Closed jamilla-az closed 1 year ago
I don't think I understand the question fully, but if you are uncertain about the accuracy of pop_size
I suggest to use lc_extrap
directly and look at the final extrapolation numbers. Here is how that would look using some example data from the repo. I build the preseq
binary in a build
dir from the root of the cloned repo.

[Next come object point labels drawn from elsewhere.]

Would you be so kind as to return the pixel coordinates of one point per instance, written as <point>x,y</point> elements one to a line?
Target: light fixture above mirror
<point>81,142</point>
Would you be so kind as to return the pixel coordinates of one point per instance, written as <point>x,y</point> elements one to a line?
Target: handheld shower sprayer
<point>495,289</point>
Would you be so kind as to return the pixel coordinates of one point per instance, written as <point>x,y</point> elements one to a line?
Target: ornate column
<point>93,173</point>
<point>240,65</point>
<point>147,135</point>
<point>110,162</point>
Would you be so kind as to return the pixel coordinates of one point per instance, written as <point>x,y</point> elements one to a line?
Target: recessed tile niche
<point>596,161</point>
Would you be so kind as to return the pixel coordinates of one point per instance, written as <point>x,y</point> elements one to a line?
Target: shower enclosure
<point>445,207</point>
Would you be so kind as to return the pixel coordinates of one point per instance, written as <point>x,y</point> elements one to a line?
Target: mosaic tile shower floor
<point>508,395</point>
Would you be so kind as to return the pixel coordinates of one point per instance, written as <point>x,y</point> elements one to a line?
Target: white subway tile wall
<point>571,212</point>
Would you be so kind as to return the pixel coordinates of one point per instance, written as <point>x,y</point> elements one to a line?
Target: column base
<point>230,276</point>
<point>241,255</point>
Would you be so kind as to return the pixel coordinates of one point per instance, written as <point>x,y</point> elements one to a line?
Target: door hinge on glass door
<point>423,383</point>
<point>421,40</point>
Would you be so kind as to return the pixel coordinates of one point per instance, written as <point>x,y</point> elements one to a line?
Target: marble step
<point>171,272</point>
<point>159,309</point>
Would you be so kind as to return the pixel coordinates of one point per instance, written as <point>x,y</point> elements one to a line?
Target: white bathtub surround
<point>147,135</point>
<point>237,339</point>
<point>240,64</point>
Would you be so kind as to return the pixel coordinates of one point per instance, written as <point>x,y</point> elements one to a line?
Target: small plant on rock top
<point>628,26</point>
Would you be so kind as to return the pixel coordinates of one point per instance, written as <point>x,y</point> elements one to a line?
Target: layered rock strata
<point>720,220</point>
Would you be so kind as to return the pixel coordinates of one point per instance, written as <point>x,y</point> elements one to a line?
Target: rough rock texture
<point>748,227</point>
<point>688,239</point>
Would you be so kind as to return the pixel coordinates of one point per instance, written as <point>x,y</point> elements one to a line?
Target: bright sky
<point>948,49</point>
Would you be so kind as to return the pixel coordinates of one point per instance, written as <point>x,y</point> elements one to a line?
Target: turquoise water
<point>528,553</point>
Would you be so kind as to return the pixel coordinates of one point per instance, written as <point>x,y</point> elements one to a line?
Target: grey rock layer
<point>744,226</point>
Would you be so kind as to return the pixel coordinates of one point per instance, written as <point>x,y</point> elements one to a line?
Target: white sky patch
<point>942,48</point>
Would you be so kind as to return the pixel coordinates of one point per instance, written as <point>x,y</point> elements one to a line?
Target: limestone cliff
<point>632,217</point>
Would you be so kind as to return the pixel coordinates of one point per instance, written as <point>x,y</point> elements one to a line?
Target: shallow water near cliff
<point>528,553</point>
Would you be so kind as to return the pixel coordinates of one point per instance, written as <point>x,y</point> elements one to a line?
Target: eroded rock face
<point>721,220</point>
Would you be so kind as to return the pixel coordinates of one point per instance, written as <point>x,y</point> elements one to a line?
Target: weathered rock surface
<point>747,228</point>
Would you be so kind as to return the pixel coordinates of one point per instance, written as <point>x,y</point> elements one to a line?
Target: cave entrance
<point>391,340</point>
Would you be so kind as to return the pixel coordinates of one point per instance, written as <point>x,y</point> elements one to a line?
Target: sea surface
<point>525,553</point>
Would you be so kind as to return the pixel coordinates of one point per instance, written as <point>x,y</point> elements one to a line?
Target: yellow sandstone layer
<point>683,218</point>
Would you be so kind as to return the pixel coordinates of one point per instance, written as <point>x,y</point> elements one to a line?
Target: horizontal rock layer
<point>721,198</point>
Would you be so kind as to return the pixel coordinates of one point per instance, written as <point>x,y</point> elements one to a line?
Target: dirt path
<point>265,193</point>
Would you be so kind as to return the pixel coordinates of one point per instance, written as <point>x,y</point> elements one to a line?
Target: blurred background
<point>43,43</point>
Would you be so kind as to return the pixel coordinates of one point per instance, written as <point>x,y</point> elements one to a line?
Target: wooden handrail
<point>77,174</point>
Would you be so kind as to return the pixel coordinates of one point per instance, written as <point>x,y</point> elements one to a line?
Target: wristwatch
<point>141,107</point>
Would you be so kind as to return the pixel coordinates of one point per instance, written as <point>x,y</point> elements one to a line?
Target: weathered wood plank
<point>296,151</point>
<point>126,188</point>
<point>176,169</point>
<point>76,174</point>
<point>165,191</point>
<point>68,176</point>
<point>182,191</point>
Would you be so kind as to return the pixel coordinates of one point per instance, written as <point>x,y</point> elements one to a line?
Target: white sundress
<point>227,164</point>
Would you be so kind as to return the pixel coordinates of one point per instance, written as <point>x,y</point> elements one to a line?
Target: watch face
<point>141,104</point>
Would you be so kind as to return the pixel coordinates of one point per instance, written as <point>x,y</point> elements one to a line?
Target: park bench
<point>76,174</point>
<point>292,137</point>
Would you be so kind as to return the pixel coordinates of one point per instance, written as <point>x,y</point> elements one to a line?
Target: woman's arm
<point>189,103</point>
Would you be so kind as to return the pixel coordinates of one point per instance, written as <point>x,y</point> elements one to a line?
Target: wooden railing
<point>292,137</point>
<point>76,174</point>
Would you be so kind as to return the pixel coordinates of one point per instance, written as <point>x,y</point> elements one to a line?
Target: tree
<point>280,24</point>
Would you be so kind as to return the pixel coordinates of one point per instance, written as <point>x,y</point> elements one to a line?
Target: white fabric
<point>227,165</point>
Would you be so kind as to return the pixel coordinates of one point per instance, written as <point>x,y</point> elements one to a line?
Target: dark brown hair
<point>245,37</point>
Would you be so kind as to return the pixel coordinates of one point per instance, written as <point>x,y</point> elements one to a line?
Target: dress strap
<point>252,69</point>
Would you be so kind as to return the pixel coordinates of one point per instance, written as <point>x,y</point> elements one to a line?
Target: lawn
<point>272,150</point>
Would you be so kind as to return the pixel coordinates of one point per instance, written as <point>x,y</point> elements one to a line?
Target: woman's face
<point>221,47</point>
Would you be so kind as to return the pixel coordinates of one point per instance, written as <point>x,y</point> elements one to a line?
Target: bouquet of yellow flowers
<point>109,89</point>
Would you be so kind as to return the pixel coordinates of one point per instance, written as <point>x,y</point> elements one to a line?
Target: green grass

Then I did the following commands:
$ ./build/preseq lc_extrap -e 1000000000 -H data/SRR1301329_1M_hist.txt | tail -1
999000000.0 146525544.8 131942692.8 205805533.9
$ ./build/preseq lc_extrap -e 10000000000 -H data/SRR1301329_1M_hist.txt | tail -1
9999000000.0 168902221.6 149779484.3 256122314.3
$ ./build/preseq lc_extrap -e 100000000000 -H data/SRR1301329_1M_hist.txt | tail -1
99999000000.0 171518994.8 151829984.2 262543417.5
as you can see, after 1000000000
"reads" the final estimate is 146525544
unique. This increases after extrapolating an additional 10x, and then again after another 10x reaching 171518994
unique. But I can be fairly confident this is essentially the "population size" because I can look at how much it has converged:
$ ./build/preseq lc_extrap -e 100000000000 -H data/SRR1301329_1M_hist.txt | tail -10
99990000000.0 171518968.2 151829963.5 262543351.7
99991000000.0 171518971.2 151829965.8 262543359.0
99992000000.0 171518974.1 151829968.1 262543366.3
99993000000.0 171518977.1 151829970.4 262543373.6
99994000000.0 171518980.0 151829972.7 262543381.0
99995000000.0 171518983.0 151829975.0 262543388.3
99996000000.0 171518985.9 151829977.3 262543395.6
99997000000.0 171518988.9 151829979.6 262543402.9
99998000000.0 171518991.8 151829981.9 262543410.2
99999000000.0 171518994.8 151829984.2 262543417.5
Over the years I've found this approach to be robust across a broader set of circumstances than using pop_size
directly. The pop_size
is more accurate in some "typical" situations, but when it is not accurate, using lc_extrap
in the way I demonstrated above often works very well.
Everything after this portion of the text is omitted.